Water directly onto soil or mulch, and if mulch, make sure the soil below it is moist. Water with a soft stream from the hose or watering can or with dripline. Remember to water the roots and not the leaves, and to NOT splash soil onto lower leaves. Water seedlings at the time of planting and every second day for the first couple of weeks; thereafter water deeply twice a week. Tomatoes must never dry out and need a lot of water in summer and as fruit develops. Tomatoes grow wonderfully in wicking beds because of the consistent water at their roots.

How to avoid blossom end rot

Blossom end rot is a condition that as the name implies, causes rotting on the underside of tomatoes. Technically, it is a result of the plant getting an inadequate supply of calcium but this is usually caused by the plant not getting sufficient water to its flowers and fruit. Strengthen the water delivery system by applying additional potash (available in packets from your nursery) around each plant at the time of flowering, and make sure you are giving the plant adequate water in the root zone.

How to avoid sunburn

When there is an extreme heat event, tomatoes can burn and blister. Blisters manifest as white, soft skin blemishes. Rig up a quick shade house by banging four star pickets into the corners of the bed, drape with shade cloth or old sheets and secure with yellow star picket caps. Alternatively just drape an old sheet over the plants. Water deeply BEFORE the heat event. A well hydrated plant will not burn or wilt.

Crop rotation

Do not grow in the same place, or where other members of the Solanaceae family such as eggplants, capsicums and potatoes have been grown, for three years.

Queensland Fruit Fly (QFF) protection

QFF attack medium and large tomatoes, and if nothing else is around, cherry tomatoes as well. QFF is rife in the northern suburbs of Melbourne and spreading rapidly throughout the whole of Melbourne.

Net tomato seedlings at planting with 2mm x 2mm insect exclusion netting. Tomatoes are self-fertile. They vibrate in the wind and fertilisation will take place inside the net. Secure the net at the base with mulch, soil or something heavy to prevent the tiny QFF crawling beneath it

Other pests and diseases

Green caterpillars sometimes infest the fruit. Spray with Dipel (an organic bacterium available at nurseries) when the fruit is small and green to prevent infestation.

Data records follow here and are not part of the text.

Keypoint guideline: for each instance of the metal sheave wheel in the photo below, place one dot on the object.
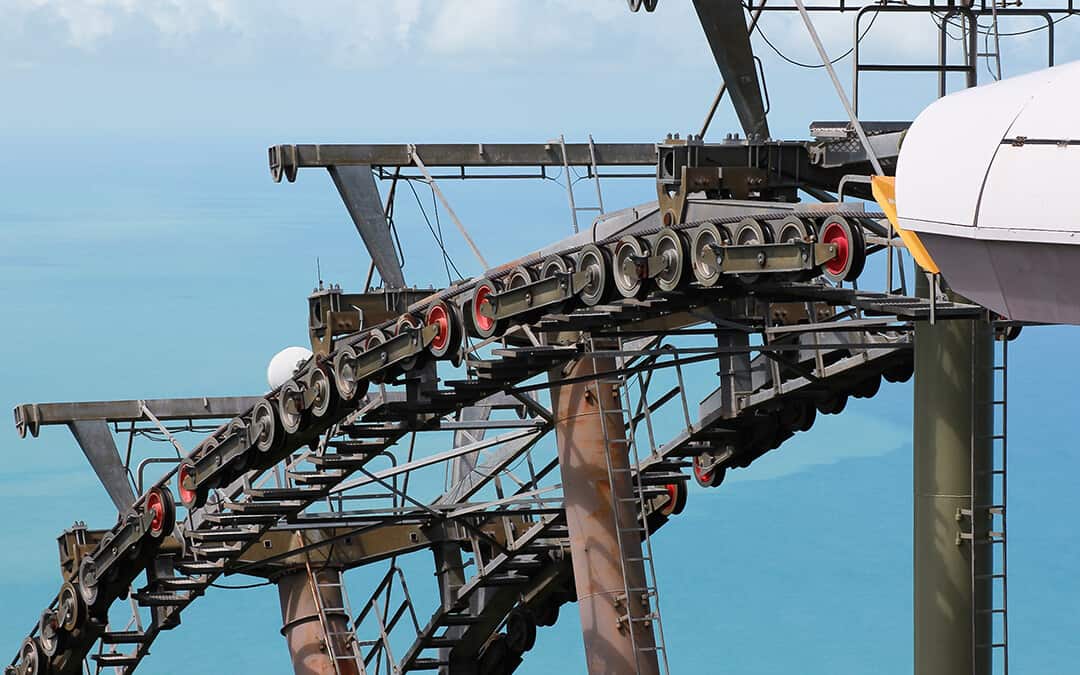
(69, 607)
(626, 273)
(707, 477)
(521, 275)
(30, 658)
(324, 395)
(851, 248)
(448, 337)
(160, 502)
(265, 432)
(50, 635)
(551, 267)
(345, 373)
(702, 259)
(193, 497)
(793, 229)
(671, 246)
(291, 406)
(484, 294)
(750, 231)
(88, 581)
(594, 261)
(407, 322)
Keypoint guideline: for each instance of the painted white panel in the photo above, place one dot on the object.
(948, 149)
(1055, 110)
(1031, 187)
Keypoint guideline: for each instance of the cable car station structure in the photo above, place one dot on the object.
(792, 305)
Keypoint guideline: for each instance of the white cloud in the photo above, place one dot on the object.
(341, 32)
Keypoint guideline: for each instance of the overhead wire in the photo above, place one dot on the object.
(759, 31)
(447, 260)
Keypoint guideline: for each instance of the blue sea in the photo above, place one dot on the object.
(148, 268)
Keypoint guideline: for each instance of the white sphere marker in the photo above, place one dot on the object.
(285, 364)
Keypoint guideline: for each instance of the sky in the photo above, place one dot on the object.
(145, 253)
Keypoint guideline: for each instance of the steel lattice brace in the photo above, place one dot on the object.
(315, 407)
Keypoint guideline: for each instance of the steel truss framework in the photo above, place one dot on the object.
(259, 511)
(332, 470)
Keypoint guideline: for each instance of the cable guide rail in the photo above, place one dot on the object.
(670, 273)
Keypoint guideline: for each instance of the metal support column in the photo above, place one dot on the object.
(953, 463)
(302, 625)
(592, 523)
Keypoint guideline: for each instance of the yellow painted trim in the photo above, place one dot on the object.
(885, 192)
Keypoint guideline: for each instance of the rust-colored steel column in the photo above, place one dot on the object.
(302, 629)
(594, 543)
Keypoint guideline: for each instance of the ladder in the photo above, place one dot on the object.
(341, 646)
(989, 512)
(593, 173)
(635, 530)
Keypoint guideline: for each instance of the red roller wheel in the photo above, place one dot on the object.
(850, 250)
(483, 294)
(160, 503)
(707, 477)
(676, 499)
(448, 336)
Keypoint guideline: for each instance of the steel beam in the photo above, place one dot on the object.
(100, 450)
(31, 415)
(361, 196)
(589, 496)
(464, 154)
(725, 27)
(953, 458)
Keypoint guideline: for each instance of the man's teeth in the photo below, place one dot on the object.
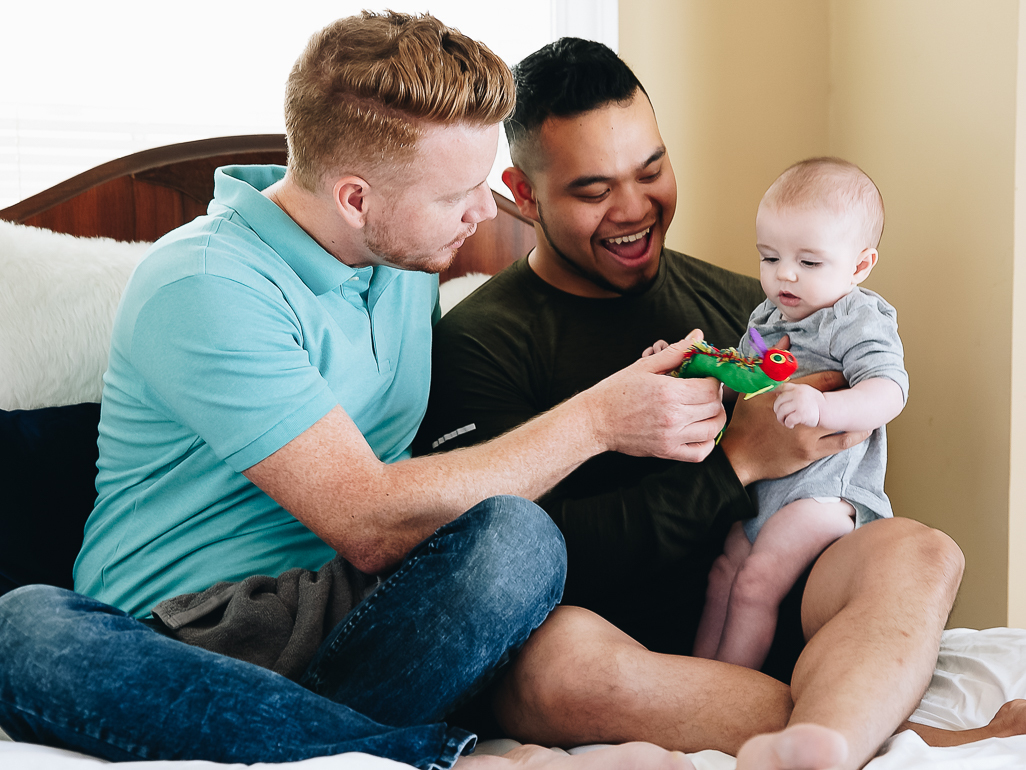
(630, 238)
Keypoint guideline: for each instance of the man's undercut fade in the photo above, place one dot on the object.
(568, 77)
(835, 183)
(366, 87)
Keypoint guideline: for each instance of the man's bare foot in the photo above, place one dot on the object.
(797, 747)
(1010, 720)
(626, 757)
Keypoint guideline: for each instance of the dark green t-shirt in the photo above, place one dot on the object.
(640, 533)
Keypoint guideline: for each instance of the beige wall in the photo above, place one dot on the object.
(921, 93)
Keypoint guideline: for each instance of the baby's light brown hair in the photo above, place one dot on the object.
(837, 185)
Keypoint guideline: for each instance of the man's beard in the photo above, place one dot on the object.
(386, 247)
(590, 275)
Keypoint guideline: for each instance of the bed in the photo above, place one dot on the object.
(65, 256)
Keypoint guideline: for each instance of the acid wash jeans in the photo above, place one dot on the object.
(80, 675)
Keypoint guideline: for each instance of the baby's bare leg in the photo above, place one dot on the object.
(785, 546)
(724, 569)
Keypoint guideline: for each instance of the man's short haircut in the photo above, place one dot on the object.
(366, 86)
(835, 183)
(565, 78)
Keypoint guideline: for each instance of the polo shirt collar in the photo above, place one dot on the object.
(239, 188)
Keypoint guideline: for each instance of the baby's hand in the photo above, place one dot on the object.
(656, 347)
(798, 405)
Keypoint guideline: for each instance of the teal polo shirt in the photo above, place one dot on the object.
(235, 335)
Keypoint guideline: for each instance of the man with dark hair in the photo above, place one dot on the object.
(269, 369)
(591, 170)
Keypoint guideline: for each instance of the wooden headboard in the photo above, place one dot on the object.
(144, 195)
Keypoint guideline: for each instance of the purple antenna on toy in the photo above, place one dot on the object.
(757, 341)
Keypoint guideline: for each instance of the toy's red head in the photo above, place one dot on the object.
(779, 364)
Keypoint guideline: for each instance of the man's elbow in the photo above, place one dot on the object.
(369, 554)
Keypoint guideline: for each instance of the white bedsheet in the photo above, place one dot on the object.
(977, 671)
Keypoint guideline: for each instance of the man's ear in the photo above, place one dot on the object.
(350, 195)
(523, 192)
(865, 265)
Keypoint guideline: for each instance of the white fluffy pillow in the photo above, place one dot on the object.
(57, 299)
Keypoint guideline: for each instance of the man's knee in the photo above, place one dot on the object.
(904, 544)
(516, 555)
(901, 557)
(557, 669)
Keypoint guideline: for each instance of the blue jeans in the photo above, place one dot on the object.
(77, 674)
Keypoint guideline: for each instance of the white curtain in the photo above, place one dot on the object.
(88, 81)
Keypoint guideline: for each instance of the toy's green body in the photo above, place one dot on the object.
(739, 373)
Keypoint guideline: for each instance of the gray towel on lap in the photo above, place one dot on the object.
(277, 623)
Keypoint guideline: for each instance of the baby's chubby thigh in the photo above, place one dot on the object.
(792, 538)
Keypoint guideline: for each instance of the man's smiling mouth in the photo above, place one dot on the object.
(628, 238)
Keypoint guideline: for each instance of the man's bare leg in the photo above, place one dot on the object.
(626, 757)
(580, 680)
(873, 610)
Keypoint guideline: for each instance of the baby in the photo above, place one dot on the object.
(818, 229)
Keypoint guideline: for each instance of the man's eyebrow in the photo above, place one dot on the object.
(597, 179)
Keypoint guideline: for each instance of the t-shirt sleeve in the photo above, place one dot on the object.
(228, 361)
(479, 387)
(868, 346)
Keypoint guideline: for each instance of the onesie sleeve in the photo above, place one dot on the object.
(228, 362)
(867, 343)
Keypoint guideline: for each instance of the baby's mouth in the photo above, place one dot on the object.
(789, 299)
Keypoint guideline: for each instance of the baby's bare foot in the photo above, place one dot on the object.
(1010, 720)
(797, 747)
(626, 757)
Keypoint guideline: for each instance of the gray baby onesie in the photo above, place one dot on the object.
(859, 337)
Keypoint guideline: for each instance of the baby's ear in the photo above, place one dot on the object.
(865, 265)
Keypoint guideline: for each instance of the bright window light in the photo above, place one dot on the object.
(92, 81)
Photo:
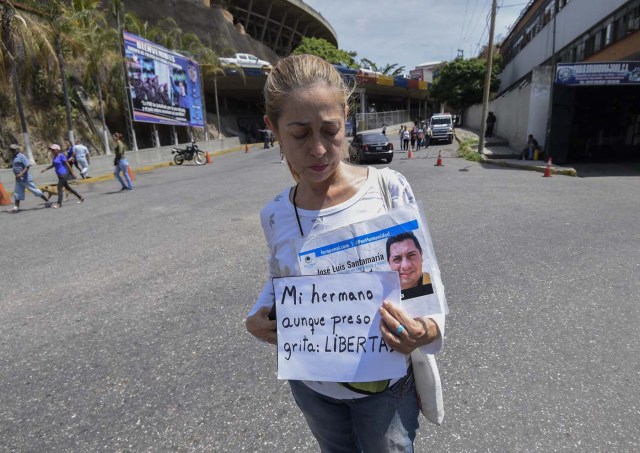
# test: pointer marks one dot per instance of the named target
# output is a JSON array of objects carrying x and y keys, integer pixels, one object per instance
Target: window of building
[
  {"x": 597, "y": 41},
  {"x": 590, "y": 46},
  {"x": 608, "y": 34},
  {"x": 633, "y": 20}
]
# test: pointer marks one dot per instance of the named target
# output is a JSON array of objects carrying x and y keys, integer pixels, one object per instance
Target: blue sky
[{"x": 410, "y": 32}]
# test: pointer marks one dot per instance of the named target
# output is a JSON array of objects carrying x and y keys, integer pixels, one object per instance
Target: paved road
[{"x": 121, "y": 319}]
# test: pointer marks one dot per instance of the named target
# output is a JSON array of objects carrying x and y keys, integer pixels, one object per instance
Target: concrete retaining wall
[
  {"x": 512, "y": 111},
  {"x": 103, "y": 165}
]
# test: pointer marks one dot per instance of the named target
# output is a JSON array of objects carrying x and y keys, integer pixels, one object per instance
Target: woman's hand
[
  {"x": 416, "y": 332},
  {"x": 259, "y": 325}
]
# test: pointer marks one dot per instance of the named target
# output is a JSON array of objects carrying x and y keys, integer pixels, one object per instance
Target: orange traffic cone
[
  {"x": 547, "y": 171},
  {"x": 4, "y": 198},
  {"x": 439, "y": 161}
]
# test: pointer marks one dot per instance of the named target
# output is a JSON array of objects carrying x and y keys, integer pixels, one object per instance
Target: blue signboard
[
  {"x": 164, "y": 85},
  {"x": 607, "y": 73}
]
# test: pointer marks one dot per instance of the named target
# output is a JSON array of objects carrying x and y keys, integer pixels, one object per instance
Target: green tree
[
  {"x": 98, "y": 43},
  {"x": 460, "y": 82},
  {"x": 324, "y": 49},
  {"x": 392, "y": 69},
  {"x": 34, "y": 47}
]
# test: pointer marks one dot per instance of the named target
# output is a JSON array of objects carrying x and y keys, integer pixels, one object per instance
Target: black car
[{"x": 370, "y": 145}]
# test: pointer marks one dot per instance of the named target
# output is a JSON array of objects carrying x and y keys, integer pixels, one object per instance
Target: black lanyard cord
[{"x": 295, "y": 207}]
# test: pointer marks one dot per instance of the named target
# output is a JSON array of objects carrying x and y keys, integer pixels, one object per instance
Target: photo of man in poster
[{"x": 404, "y": 255}]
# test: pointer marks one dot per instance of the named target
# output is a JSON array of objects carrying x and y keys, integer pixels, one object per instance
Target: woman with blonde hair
[{"x": 306, "y": 108}]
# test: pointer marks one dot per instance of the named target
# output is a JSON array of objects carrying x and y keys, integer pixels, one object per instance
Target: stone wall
[{"x": 209, "y": 23}]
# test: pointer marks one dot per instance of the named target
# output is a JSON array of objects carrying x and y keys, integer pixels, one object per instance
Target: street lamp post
[{"x": 487, "y": 79}]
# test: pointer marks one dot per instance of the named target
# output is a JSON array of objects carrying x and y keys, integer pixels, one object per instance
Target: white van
[{"x": 442, "y": 127}]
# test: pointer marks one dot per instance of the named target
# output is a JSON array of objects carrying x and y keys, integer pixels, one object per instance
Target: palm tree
[
  {"x": 210, "y": 67},
  {"x": 17, "y": 27},
  {"x": 98, "y": 41},
  {"x": 392, "y": 69}
]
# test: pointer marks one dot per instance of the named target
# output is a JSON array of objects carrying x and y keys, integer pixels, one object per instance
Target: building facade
[{"x": 594, "y": 118}]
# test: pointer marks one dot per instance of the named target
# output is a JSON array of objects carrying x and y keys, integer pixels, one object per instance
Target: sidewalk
[{"x": 498, "y": 152}]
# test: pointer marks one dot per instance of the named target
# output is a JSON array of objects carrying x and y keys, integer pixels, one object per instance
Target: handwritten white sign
[
  {"x": 329, "y": 327},
  {"x": 397, "y": 240}
]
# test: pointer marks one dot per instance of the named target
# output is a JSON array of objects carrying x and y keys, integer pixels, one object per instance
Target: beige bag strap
[{"x": 384, "y": 191}]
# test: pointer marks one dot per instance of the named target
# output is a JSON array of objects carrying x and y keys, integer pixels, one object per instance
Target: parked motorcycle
[{"x": 191, "y": 152}]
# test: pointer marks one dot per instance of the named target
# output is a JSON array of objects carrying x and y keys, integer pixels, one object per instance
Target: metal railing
[{"x": 375, "y": 120}]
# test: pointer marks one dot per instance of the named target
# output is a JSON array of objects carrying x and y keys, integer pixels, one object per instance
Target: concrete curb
[
  {"x": 530, "y": 167},
  {"x": 520, "y": 165},
  {"x": 149, "y": 168}
]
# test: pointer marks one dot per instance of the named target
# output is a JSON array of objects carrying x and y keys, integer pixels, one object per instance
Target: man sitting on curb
[
  {"x": 532, "y": 145},
  {"x": 24, "y": 180}
]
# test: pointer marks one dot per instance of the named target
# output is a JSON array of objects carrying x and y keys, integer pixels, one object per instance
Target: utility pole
[
  {"x": 547, "y": 135},
  {"x": 131, "y": 132},
  {"x": 487, "y": 78}
]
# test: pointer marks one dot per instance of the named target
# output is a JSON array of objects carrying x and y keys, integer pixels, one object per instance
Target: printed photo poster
[
  {"x": 329, "y": 327},
  {"x": 398, "y": 241},
  {"x": 164, "y": 85}
]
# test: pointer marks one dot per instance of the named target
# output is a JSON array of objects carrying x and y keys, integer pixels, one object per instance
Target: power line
[
  {"x": 468, "y": 30},
  {"x": 464, "y": 19}
]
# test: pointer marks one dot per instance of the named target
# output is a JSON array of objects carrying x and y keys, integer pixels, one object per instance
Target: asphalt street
[{"x": 121, "y": 319}]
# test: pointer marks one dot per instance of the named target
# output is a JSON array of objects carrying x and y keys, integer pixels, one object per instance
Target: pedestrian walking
[
  {"x": 24, "y": 180},
  {"x": 306, "y": 96},
  {"x": 420, "y": 139},
  {"x": 266, "y": 137},
  {"x": 491, "y": 123},
  {"x": 81, "y": 153},
  {"x": 63, "y": 171},
  {"x": 121, "y": 164},
  {"x": 405, "y": 139},
  {"x": 414, "y": 136},
  {"x": 71, "y": 158}
]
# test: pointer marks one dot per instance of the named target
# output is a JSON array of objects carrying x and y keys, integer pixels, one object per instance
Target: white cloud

There is quite a range of diseases that can affect tomato plants. Septoria which is a canker that appears as dark spots with a lighter centre on the leaves is the most common. It is a worldwide phenomenon, spread by wind and rain. Although it does not affect stems and fruit, it reduces the vigour of the plant. The older leaves get it first and then it works its way up the vine with leaves drying out and dropping. Keeping the leaves dry, removing any leaf debris from beneath the vines regularly, and rotating your tomato bed each year are the best solutions. Do not compost tomato plants as diseases can spread through the heap and affect your garden. With other diseases, google photos on the internet to identify what you have.